How Potassium Lowers Blood Pressure in Diabetics

How Potassium Lowers Blood Pressure in Diabetics

When diabetics are learning about good nutrition, one thing they often don't understand is that nutrients act in competition with each other. For example, if there's too much zinc, the copper levels are depleted. Too much calcium can deplete magnesium and phosphorus. Too much sodium can deplete potassium.

Knowing these nutrient balances can give you great insight into why you have high blood pressure as a diabetic. The answer could be very simple – you simply have too much sodium and not enough potassium.

Americans eat too much sodium

It's easy in our society to eat too much sodium, because salt is added to just about every packaged food, prepared food, and processed meat and cheese on the market.

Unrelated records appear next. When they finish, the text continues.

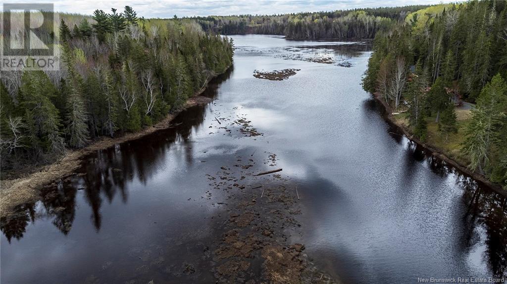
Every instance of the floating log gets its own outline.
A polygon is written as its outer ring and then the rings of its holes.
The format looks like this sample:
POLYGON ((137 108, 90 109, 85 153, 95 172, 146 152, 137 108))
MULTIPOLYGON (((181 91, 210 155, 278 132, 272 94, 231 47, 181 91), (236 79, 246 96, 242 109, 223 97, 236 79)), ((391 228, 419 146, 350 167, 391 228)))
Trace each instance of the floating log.
POLYGON ((281 171, 281 170, 282 170, 281 169, 277 169, 276 170, 273 170, 272 171, 268 171, 267 172, 261 172, 261 173, 259 173, 257 174, 254 175, 254 176, 257 176, 258 175, 263 175, 264 174, 270 174, 270 173, 273 173, 274 172, 281 171))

It's also in canned foods as a preservative. Just look at the label of canned soup and you will be shocked that the amount of sodium in one can exceeds the amount of sodium you should consume in an entire day. Diabetics should never consume more than 2000 mg of sodium in one day.

Can you reclaim your health after eating too much sodium?

If you do happen to eat 3000 mg in one day, do you know what you should do? Remember the rule about nutrients competing with each other and know that if sodium goes up, potassium is going low. Thus, by adding some potassium supplements – say three 99 mg capsules, you have now helped a little bit to restore the proper ratio between the two elements.

Many people have noticed that by switching to a low sodium diet and by adding two 99 mg capsules of potassium two to three times a day, their blood pressure level starts to come down on its own. This is because the nutrient rule always works.

By the way, you could consume 4000 mg potassium in foods in a day and still be perfectly fine, so you can see that the 594 mg potassium is miniscule compared to the daily needs. You won't overdose on 594 mg potassium.

When to get professional help

But if you want to proceed cautiously, the best bet is to contact your clinical nutritionist and discuss the whole matter with him or her. She'll tell you that if you have kidney problems, it's best to leave your sodium-potassium balancing act on the food level by checking food labels and only eating less than 2000 mg sodium per day and up to 4000 mg potassium a day.

Gain better control of your blood pressure with diet

Lowering sodium levels and increasing potassium levels is a good way for you to gain control of your blood pressure. The foods highest in potassium per serving are melons (215 mg in ½ cup cantaloupe), sodium-free pinto beans (400 mg in a ½ cup cooked beans), and salmon (319 mg in 3 ounces baked/broiled). A half-cup of prune juice has 370 mg of potassium and half of a papaya is 390 mg.

There are vegetables high in potassium, too. One medium sized baked sweet potato has 450 mg potassium; a half cup of broccoli, brussels sprouts or zucchini has 220 to 250 mg, and a half cup mushrooms has 280 mg.

It's easy to start eating a healthier diet when you understand this simple rule about how sodium and potassium interact and affect your blood pressure.